Recogidos en la Antártida (donde los meteoritos son relativamente fáciles de encontrar, ya que sobresalen del entorno helado), los meteoritos de roca basáltica comenzaron su vida como magma fundido en el subsuelo de la Luna. Se enfriaron y solidificaron, antes de quedar protegidos por una segunda capa de roca que los aislaba de los vientos y la radiación solares. Un acontecimiento de alta energía (como el impacto de un meteorito) expulsó la roca de la Luna y la envió volando hacia la Antártida, donde finalmente se encontró.

Will examinó seis muestras de meteoritos lunares y descubrió que trozos microscópicos de vidrio dentro de los meteoritos contenían gases nobles como el neón y el helio, consistentes con los que se encuentran en el manto terrestre. Estos gases también se encuentran en el viento solar, pero estas muestras, originadas bajo la superficie de la Luna, no estaban expuestas al viento solar, lo que significa que el gas tenía que proceder de una fuente diferente. Utilizando un potente espectrómetro de masas, Will pudo descartar el viento solar y la contaminación exógena: es probable, por tanto, que el gas noble sea de origen terrestre.

Lunar Mare Basalt
© ETH Zurich/Patrizia Will.
Sección delgada del basalto lunar que contiene los gases nobles autóctonos (muestra LAP 02436). Tipo de imagen: microscopía óptica, luz polarizada cruzada.
"Encontrar gases solares, por primera vez, en materiales basálticos de la Luna que no están relacionados con ninguna exposición en la superficie lunar fue un resultado tan emocionante", dijo Will.

Estas nuevas pruebas no sólo dan más credibilidad a la teoría del impacto gigante, sino que también ayudan a restringir la naturaleza de ese impacto.

Los primeros modelos sugerían que el impacto gigante fue una colisión moderadamente lenta. Pero los modelos recientes ofrecen otras opciones que podrían producir el mismo resultado, incluyendo un impacto de alta energía con una proto-Tierra que gira rápidamente, lo que produciría un disco fundido de escombros y material vaporizado, a partir del cual se condensó la Luna.

Will y sus coautores proponen dos hipótesis sobre cómo quedaron atrapados los gases nobles en el interior de la Luna. La primera es que, tras formarse la Luna, los océanos de magma del joven mundo tardaron unos cuantos millones de años en enfriarse y solidificarse. Este escenario ofrece mucho tiempo para que los impactos lleven material al manto lunar y se mezclen en él. En el segundo escenario, la Luna se acrecentó a partir de un campo de escombros que rodeaba a la Tierra -compuesto por el manto terrestre-, lo que permitió que los gases nobles estuvieran presentes directamente en la formación de la Luna al igual que lo estaban en la de la Tierra.
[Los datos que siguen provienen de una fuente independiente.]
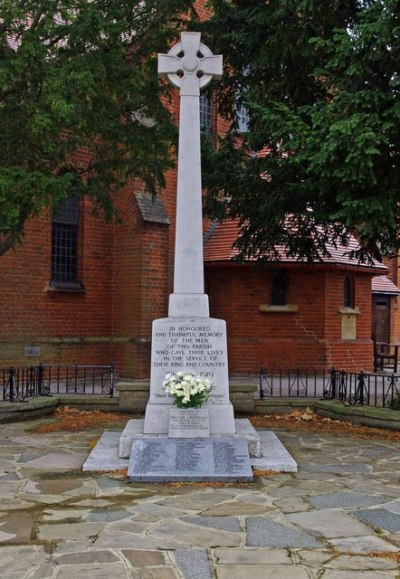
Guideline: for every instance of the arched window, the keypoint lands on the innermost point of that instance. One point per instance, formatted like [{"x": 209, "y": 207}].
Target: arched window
[
  {"x": 348, "y": 292},
  {"x": 279, "y": 288},
  {"x": 64, "y": 243}
]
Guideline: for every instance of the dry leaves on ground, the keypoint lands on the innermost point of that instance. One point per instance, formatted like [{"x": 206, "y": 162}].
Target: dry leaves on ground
[
  {"x": 308, "y": 421},
  {"x": 75, "y": 420}
]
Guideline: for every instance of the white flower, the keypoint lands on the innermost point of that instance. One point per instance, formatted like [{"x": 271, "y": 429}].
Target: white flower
[{"x": 185, "y": 386}]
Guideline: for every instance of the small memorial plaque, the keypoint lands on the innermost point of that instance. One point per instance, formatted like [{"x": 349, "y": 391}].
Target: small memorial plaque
[
  {"x": 182, "y": 459},
  {"x": 349, "y": 324},
  {"x": 189, "y": 423}
]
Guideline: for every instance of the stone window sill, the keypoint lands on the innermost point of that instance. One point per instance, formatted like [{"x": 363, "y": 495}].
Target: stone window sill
[
  {"x": 288, "y": 308},
  {"x": 57, "y": 287},
  {"x": 349, "y": 311}
]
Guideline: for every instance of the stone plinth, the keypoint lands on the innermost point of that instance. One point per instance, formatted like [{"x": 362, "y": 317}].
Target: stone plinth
[{"x": 182, "y": 459}]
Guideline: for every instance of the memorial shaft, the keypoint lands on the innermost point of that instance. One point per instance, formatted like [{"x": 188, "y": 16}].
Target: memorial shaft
[{"x": 190, "y": 66}]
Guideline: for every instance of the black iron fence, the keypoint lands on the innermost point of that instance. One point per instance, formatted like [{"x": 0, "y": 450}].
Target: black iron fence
[
  {"x": 381, "y": 389},
  {"x": 20, "y": 384}
]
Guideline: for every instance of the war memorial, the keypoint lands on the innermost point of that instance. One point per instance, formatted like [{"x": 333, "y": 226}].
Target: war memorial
[{"x": 199, "y": 441}]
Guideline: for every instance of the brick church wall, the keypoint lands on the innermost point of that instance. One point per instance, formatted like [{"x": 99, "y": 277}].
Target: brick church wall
[{"x": 307, "y": 338}]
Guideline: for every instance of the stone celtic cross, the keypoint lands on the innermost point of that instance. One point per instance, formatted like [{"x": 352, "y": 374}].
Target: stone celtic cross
[{"x": 190, "y": 66}]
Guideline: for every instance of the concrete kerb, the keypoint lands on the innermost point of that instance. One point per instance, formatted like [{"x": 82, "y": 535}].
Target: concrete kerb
[{"x": 364, "y": 415}]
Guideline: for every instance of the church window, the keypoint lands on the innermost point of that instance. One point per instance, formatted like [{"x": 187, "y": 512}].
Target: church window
[
  {"x": 279, "y": 288},
  {"x": 64, "y": 244},
  {"x": 348, "y": 292}
]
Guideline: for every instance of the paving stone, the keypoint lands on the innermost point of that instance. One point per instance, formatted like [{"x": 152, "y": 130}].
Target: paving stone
[
  {"x": 161, "y": 573},
  {"x": 262, "y": 532},
  {"x": 261, "y": 572},
  {"x": 291, "y": 505},
  {"x": 108, "y": 483},
  {"x": 342, "y": 574},
  {"x": 338, "y": 468},
  {"x": 380, "y": 519},
  {"x": 118, "y": 540},
  {"x": 28, "y": 457},
  {"x": 158, "y": 510},
  {"x": 57, "y": 461},
  {"x": 258, "y": 499},
  {"x": 224, "y": 523},
  {"x": 393, "y": 507},
  {"x": 195, "y": 536},
  {"x": 69, "y": 531},
  {"x": 198, "y": 500},
  {"x": 234, "y": 509},
  {"x": 329, "y": 523},
  {"x": 92, "y": 571},
  {"x": 315, "y": 558},
  {"x": 65, "y": 514},
  {"x": 106, "y": 515},
  {"x": 9, "y": 477},
  {"x": 358, "y": 563},
  {"x": 367, "y": 544},
  {"x": 345, "y": 499},
  {"x": 252, "y": 556},
  {"x": 16, "y": 527},
  {"x": 93, "y": 503},
  {"x": 56, "y": 486},
  {"x": 128, "y": 526},
  {"x": 193, "y": 563},
  {"x": 45, "y": 571},
  {"x": 86, "y": 557},
  {"x": 20, "y": 559},
  {"x": 140, "y": 558}
]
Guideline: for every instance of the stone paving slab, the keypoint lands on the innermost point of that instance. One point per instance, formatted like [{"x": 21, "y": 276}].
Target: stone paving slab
[
  {"x": 329, "y": 523},
  {"x": 331, "y": 519},
  {"x": 380, "y": 519}
]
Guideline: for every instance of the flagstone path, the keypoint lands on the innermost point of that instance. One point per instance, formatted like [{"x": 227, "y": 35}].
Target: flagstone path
[{"x": 337, "y": 518}]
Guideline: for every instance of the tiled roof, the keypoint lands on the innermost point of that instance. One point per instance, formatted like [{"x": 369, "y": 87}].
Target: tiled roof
[
  {"x": 381, "y": 284},
  {"x": 219, "y": 247}
]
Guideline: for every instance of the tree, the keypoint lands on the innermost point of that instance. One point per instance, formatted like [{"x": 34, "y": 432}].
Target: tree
[
  {"x": 80, "y": 75},
  {"x": 321, "y": 80}
]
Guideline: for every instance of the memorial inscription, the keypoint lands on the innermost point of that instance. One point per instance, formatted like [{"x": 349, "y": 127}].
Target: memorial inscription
[
  {"x": 187, "y": 345},
  {"x": 166, "y": 460},
  {"x": 189, "y": 423}
]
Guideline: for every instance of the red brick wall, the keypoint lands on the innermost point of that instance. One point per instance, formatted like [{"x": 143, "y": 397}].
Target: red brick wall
[
  {"x": 32, "y": 314},
  {"x": 308, "y": 338}
]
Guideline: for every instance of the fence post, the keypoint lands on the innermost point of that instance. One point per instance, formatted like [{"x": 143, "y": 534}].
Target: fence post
[
  {"x": 12, "y": 382},
  {"x": 333, "y": 384},
  {"x": 111, "y": 394}
]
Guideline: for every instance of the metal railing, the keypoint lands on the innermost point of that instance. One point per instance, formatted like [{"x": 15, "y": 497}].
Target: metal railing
[
  {"x": 361, "y": 388},
  {"x": 20, "y": 384}
]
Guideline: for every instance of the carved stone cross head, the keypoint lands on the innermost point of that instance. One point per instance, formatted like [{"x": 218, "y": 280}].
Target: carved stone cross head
[{"x": 190, "y": 65}]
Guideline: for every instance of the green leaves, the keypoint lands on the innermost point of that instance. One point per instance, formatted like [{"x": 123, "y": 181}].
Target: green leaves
[
  {"x": 73, "y": 75},
  {"x": 321, "y": 83}
]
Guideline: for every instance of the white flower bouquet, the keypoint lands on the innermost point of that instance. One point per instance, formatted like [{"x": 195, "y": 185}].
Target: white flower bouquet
[{"x": 189, "y": 390}]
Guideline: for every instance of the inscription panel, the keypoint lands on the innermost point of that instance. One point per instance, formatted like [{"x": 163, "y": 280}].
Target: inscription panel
[
  {"x": 349, "y": 327},
  {"x": 189, "y": 345},
  {"x": 166, "y": 460},
  {"x": 189, "y": 423}
]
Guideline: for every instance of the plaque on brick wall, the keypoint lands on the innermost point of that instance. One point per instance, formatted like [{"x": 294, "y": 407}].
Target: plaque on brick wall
[
  {"x": 349, "y": 326},
  {"x": 189, "y": 423}
]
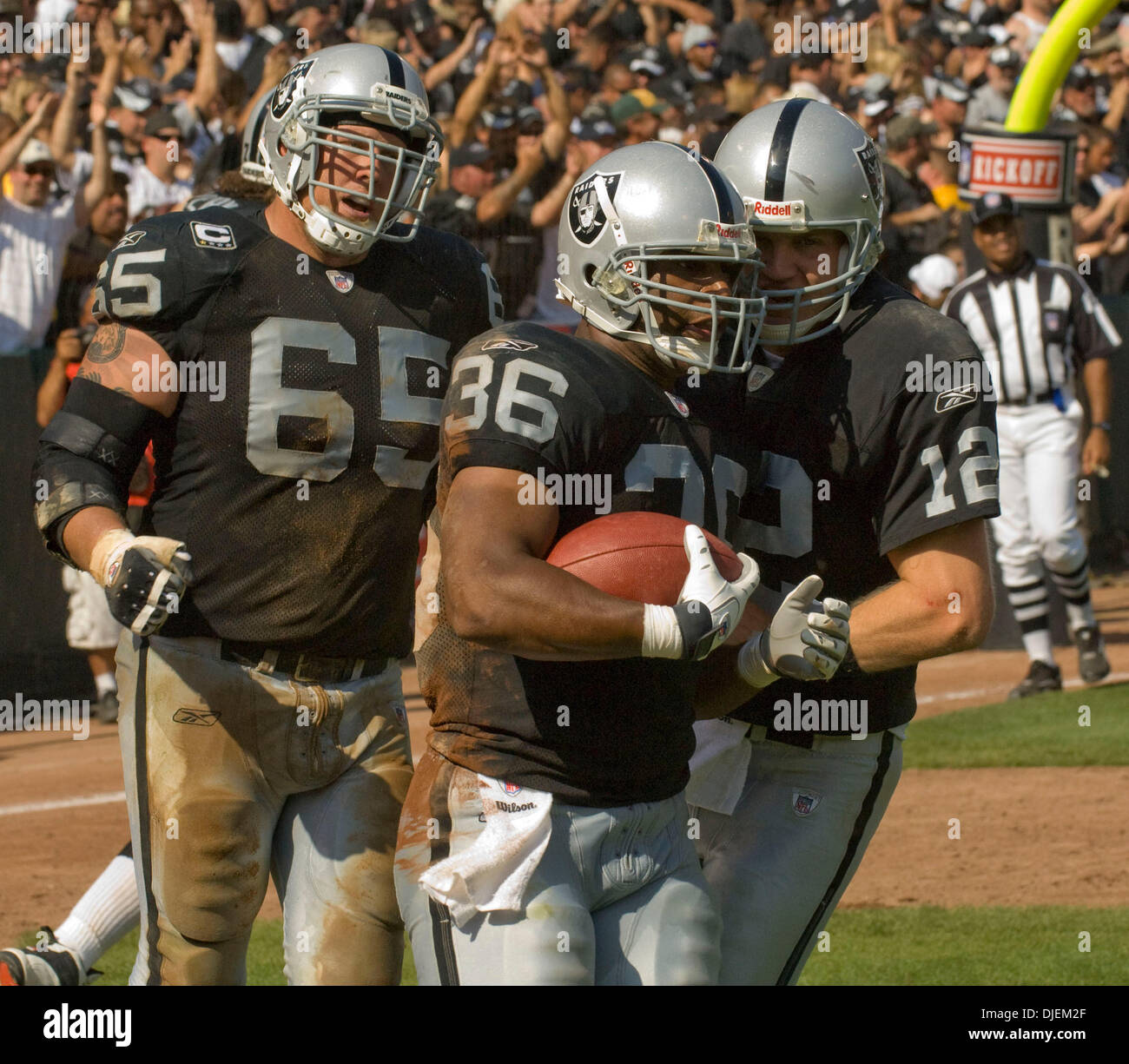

La teoría del impacto gigante es ahora lo más cerca que podemos estar de ser verificada. Las pruebas que la avalan son convincentes, tanto en el estudio de Will como en otros. Pero aún queda mucho por aprender. Se está tratando de precisar la naturaleza exacta de esa colisión primordial, y el estudio de la presencia de gases nobles aún más pesados como el xenón y el criptón (que son más difíciles de identificar) en los meteoritos lunares puede desempeñar un papel en el futuro.